A nice , older gentleman waited on us while we signed all the legal fodder, read and signed the range rules, watched the safety video... and then we were put on a waiting list until a lane opened up.  That's when I decided to devote some time to one of my favorite hobbies better known as "people watching"... and the big windows looking in on the twelve shooting lanes provided...

Lane One... Two fellas with a brand-spankin' new Ruger SR-556c, and if ya'll know me... ya know I like my Rugers... especially the SR-556c.  They were takin' turns firing at a target down by the fifty-foot mark... and not hittin' a thing.  Might have been due to Troy Battle Sights... the front one was up, but the rear was still folded down.

Lane Two... Couple of twenty-something gals with a brand new Bersa Thunder and a box of .380ACP ammo.  They spent most of their time reading the manual, looking at the gun, reading the manual, looking at the ammo, reading the manual, pointing the gun, reading the manual, trying all the functions on the gun, then they finally loaded a magazine.  They put the magazine in the gun, then tried firing it... nothing.  They read the  manual, then cycled the slide.  They each took a shot or two with the gun.  They took the magazine out... packed it up and left.  The instructor in me couldn't help it... I caught them and mentioned that they should check the chamber... we went over to the red steel tube of accidental discharging mounted in the corner and I showed them how to check the gun to see if the action was clear and the gun was unloaded... and we took that last little .380ACP out and put it back in the box.  They were thankful, and I wished I lived in the area to help them, but instead suggested they check out some of the instructor business cards on the wall by the counter.

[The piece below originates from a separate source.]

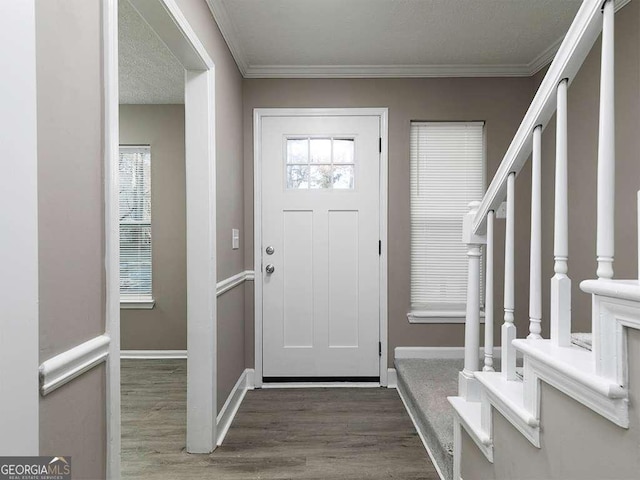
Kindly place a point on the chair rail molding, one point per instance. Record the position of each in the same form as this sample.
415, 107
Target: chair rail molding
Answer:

Lane Three... Mr.Hipster from that Gun 3.0 generation rapid-firing his Glock 19... he seemed very impressed with himself and the fist-sized hole he drilled in his target's center of mass at a distance of about six feet.

Lane Four...The Tactical Dancer... this young, buff tacti-cool dude had an AR with more attachments than a divorce degree on a single-point sling.  He would let his gun hang from his sling, get up on the balls of his feet then dance and shake, and wriggle out his upper body like a sprinter getting ready to set himself in the starting blocks at the Olympics.  Then he would plant his feet, do his best Chris Costa impression, bring the AR up, take two shots at his target set about ten feet down range, then let the gun drop and dangle from the single point sling while he started his dance routine again... still loaded without the safety on... amazingly, this fella was still able to count to twenty with all his toes still attached .. and where is the local range officer?  See Lane Seven.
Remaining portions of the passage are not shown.